April 10th Good Friday - Sounds of Silence

Restrictions on movement have meant a diminution of sound. It's not silence, but the lack of planes, cars and crowds has heightened the sounds of children playing, bumble bees and birdsong, especially our robin which seems to have perfected exactly that frequency which pierces my hearing aids. I'm currently reading a book about the history of silence in religious traditions, which may sound rather nerdy; most of it goes right over my head and I've only reached the 9th Century.
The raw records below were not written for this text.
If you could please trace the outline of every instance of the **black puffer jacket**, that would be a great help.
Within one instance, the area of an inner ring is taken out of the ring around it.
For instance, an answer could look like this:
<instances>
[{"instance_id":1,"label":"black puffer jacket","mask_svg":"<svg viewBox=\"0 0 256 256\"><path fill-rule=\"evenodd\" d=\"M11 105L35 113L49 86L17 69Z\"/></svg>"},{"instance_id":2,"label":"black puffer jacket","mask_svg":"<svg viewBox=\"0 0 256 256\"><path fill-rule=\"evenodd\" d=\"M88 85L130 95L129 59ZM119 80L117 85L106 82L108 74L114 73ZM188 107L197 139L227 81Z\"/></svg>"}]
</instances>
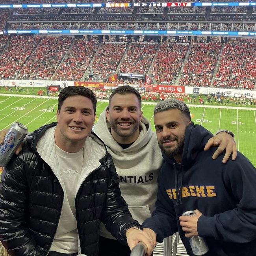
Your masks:
<instances>
[{"instance_id":1,"label":"black puffer jacket","mask_svg":"<svg viewBox=\"0 0 256 256\"><path fill-rule=\"evenodd\" d=\"M46 256L54 237L64 192L36 146L46 130L55 125L56 123L45 126L32 134L22 152L13 158L2 175L0 239L13 256ZM123 242L126 230L139 226L121 196L119 178L111 156L106 152L100 167L87 176L76 197L81 252L87 256L98 255L101 221Z\"/></svg>"}]
</instances>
The Good Friday story is pretty noisy with lots of shouting and thunder and veils ripping but all tending, in my observations anyway, to the silence of Easter Saturday. Silence often plays a major part in Good Friday devotions. Usually on Good Friday St.Mary's is thronged with children and families doing crafts, excitedly meeting each other and ravenously consuming hot cross buns from The Loaf. But even this is carefully orchestrated and ultimately subsides into quietness with a short service. Last year our new vicar, Ian, had a cockerel on his shoulder and we were reminded of Peter, after a blustering boast that he would never betray Jesus, denying him when challenged. In the Luke version of the story Jesus silently turns at this point and looks at Peter. Talk about a significant glance or if looks could kill! What would such a silent look have done to us? This was the very eloquence of silence which assuredly drove Peter for the rest of his life.


This morning I did my regular Popalong performance to 11 or so screens of toddlers and parents. With all the singing out of sync, out of tune, out of time it was a joyful cacophony of joy and celebration; the joy of seeing each other, letting off steam, climbing up dads, bouncing on laps and running round the garden. It was unfettered sound and later for us there was the comparative silence of sitting in the sunshine and reading about Silence. If you're sharing the lockdown with another there is that companiable silence as conversation runs out of momentum (or maybe there isn't!) Even on-line Scrabble with Sammie was conducted in a quiet and orderly way that ultimately led to the defeat of the computer. Since I've dutifully carried out all this exercise that has been imposed upon me, sitting in stillness and silence is easy. It's the getting up that fills the gaps in conversation with creaks, groans and a particularly extended sigh as the discs in the spine unfold and settle into their rightful places. It's not just Pontius Pilate for me today, but some Pilates. And of course it was he who exemplified hand-washing in a public and ceremonial way, but he was decontaminating himself of responsibility, we of the virus. Pilates hand-washing led to a death, our hand-washing is supposed to preserve life.


We managed to locate on Amazon Prime the 1977 'Jesus of Nazareth' starring every actor of repute at the time. We watched this for several Easters in the gigantic cinema in Gozo, but it's disconcerting how acting styles change, how forced it all seemed and how blonde and blue eyed young Jesus was.


A last stroll outside to close up the greenhouse and the silence is palpable, echoing off the moon, resounding in the darkness and the stillness of the stars.